Le secrétaire du Conseil suprême iranien de sécurité nationale, Ali Larijani, a entamé une visite de trois jours en Irak puis au Liban, au moment où l’armement des milices chiites dans ces pays pose d’importants défis politiques et sécuritaires. Nommé la semaine dernière à la tête du Conseil suprême, Ali Larijani a signé, lundi, un accord de sécurité avec Bagdad.
Au Liban, où il est attendu mercredi, cette visite crispe une grande partie de la classe politique. Elle intervient après plusieurs déclarations de dirigeants iraniens, s’opposant au désarmement du Hezbollah, décidé la semaine dernière au Conseil des ministres. Le ministre des Affaires étrangères; Joe Raggi, a dénoncé, dans un communiqué, «l’ingérence flagrante de l’Iran dans l’affaire de la remise des armes du Hezbollah et l’incitation à la conservation de ces armes», contraire selon lui à la Constitution, aux lois et à l’intérêt libanais.
D’autres personnalités demandent sur les réseaux sociaux à Téhéran de «s’occuper de ses propres affaires».
Téhéran en mission
En Irak, Larijani devait négocier un compromis délicat: intégrer les milices chiites dans l’armée nationale tout en leur permettant de conserver une certaine autonomie d’action en tant que proxy de l’Iran.
Ces milices, regroupées notamment dans la coalition des Forces de mobilisation populaire (Hachd al-Chaabi), restent profondément influentes et parfois aussi puissantes militairement que les forces de l’État. Le gouvernement irakien tente d’encadrer cette influence, mais les tensions internes sont vives, notamment à cause de la rupture consommée en 2020 entre l’ayatollah Sistani, plus haute autorité chiite irakienne, et les milices pro-iraniennes.
Cette rupture illustre un clivage religieux et politique majeur, entre ceux qui souhaitent une intégration légalisée des milices dans le cadre de l’État et d’autres groupes qui refusent de se soumettre entièrement à la souveraineté nationale. Ces derniers souhaitent ainsi maintenir une marge d’autonomie et d’influence pour Téhéran, selon l’expert David Rigoulet-Roze, expert de l’Iran et chercheur à l'Institut français d'analyse stratégique (IFAS), interrogé sur le sujet.
Au Liban, le Hezbollah, déjà contesté pour sa politique et son implication dans les conflits régionaux au mépris de l’intérêt libanais, est affaibli militairement après son dernier conflit avec Israël et la chute de son allié syrien. Sous pression, il tente de préserver son arsenal et son influence malgré une opposition grandissante, ce qui le place dans une position fragile, irresponsable pour certains, au détriment de la stabilité du pays.
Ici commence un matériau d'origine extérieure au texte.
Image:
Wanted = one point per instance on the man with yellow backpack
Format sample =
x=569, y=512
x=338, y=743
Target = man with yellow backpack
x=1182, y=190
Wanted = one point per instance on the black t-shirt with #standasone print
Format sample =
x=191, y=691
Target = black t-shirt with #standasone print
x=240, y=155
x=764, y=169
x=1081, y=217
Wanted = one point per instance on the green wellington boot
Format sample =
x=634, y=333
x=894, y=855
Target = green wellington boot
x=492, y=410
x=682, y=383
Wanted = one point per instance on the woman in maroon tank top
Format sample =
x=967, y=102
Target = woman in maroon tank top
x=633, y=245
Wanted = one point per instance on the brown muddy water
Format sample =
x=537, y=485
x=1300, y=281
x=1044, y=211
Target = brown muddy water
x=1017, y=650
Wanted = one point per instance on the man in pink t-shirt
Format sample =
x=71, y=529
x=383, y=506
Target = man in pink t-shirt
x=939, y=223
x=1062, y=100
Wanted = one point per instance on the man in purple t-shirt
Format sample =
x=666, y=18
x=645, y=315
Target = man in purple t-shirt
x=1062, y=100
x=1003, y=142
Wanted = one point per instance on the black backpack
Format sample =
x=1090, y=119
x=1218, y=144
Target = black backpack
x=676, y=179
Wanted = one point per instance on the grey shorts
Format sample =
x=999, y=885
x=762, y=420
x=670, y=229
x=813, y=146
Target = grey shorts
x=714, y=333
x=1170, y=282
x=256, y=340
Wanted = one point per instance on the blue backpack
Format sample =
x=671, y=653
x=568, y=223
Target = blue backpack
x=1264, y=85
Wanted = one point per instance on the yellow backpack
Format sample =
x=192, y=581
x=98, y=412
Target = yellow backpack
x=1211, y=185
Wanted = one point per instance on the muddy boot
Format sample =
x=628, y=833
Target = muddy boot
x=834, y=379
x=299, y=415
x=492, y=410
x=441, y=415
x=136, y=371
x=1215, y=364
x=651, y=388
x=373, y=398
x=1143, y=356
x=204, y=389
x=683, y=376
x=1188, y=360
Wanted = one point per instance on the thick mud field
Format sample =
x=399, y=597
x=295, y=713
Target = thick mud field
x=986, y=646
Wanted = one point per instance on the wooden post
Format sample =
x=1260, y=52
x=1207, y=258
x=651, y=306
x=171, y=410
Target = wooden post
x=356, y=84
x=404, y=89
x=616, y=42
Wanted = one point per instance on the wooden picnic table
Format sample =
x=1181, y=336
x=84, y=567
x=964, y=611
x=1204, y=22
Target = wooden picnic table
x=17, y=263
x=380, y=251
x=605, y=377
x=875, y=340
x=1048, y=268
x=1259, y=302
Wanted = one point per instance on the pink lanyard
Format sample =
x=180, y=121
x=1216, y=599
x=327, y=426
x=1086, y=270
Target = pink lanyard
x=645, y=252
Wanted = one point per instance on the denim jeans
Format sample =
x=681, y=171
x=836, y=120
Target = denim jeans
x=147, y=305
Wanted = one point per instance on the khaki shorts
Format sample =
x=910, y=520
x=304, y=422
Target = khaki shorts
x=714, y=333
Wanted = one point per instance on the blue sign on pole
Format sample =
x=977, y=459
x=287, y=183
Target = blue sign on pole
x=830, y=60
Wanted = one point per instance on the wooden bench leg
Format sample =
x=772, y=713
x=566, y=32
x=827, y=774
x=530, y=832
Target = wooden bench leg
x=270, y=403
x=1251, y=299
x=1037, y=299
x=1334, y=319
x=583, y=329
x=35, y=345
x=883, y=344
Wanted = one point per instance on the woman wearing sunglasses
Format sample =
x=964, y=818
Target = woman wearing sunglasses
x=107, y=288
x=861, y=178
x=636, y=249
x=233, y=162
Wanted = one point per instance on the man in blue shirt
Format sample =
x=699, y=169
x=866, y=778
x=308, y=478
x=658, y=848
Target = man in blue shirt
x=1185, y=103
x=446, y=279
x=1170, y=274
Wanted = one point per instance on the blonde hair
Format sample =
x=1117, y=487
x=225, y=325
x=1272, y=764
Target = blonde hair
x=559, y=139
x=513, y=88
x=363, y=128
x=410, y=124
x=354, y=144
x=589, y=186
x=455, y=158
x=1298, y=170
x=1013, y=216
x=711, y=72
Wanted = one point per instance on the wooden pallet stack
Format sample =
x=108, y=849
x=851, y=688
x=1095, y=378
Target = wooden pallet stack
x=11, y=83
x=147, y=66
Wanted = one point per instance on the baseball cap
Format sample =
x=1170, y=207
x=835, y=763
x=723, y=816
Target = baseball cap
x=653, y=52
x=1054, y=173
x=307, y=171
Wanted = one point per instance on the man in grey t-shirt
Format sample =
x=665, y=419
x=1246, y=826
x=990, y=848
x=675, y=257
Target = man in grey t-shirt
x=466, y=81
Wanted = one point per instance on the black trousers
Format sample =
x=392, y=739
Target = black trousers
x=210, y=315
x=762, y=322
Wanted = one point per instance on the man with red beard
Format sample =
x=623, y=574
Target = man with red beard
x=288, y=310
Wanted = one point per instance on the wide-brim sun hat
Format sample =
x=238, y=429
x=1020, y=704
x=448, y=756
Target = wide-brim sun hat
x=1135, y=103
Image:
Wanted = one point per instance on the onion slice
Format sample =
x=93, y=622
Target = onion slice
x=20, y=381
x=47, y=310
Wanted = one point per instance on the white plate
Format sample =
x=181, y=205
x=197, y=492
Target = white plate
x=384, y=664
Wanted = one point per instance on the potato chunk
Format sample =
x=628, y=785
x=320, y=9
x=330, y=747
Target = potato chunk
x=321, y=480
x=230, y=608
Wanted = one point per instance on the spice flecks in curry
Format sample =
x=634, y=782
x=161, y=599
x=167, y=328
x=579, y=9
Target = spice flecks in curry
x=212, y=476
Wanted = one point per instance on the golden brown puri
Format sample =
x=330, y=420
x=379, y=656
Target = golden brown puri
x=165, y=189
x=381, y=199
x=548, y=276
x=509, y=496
Vers un nouveau chapitre pour la région?
La visite d’Ali Larijani s’inscrit donc dans un contexte de fortes tensions où se joue la capacité de Téhéran à maintenir son influence via ses milices, face à des États locaux décidés à reprendre le contrôle de leur souveraineté sécuritaire.
Pour Téhéran, l’affaiblissement du Hezbollah au Liban et les tentatives de contrôle des milices en Irak menacent directement son réseau régional d’influence. La tournée de Larijani apparaît ainsi comme une mission de tentative de consolidation de ses positions, au moment même où ses relais militaires sont contestés.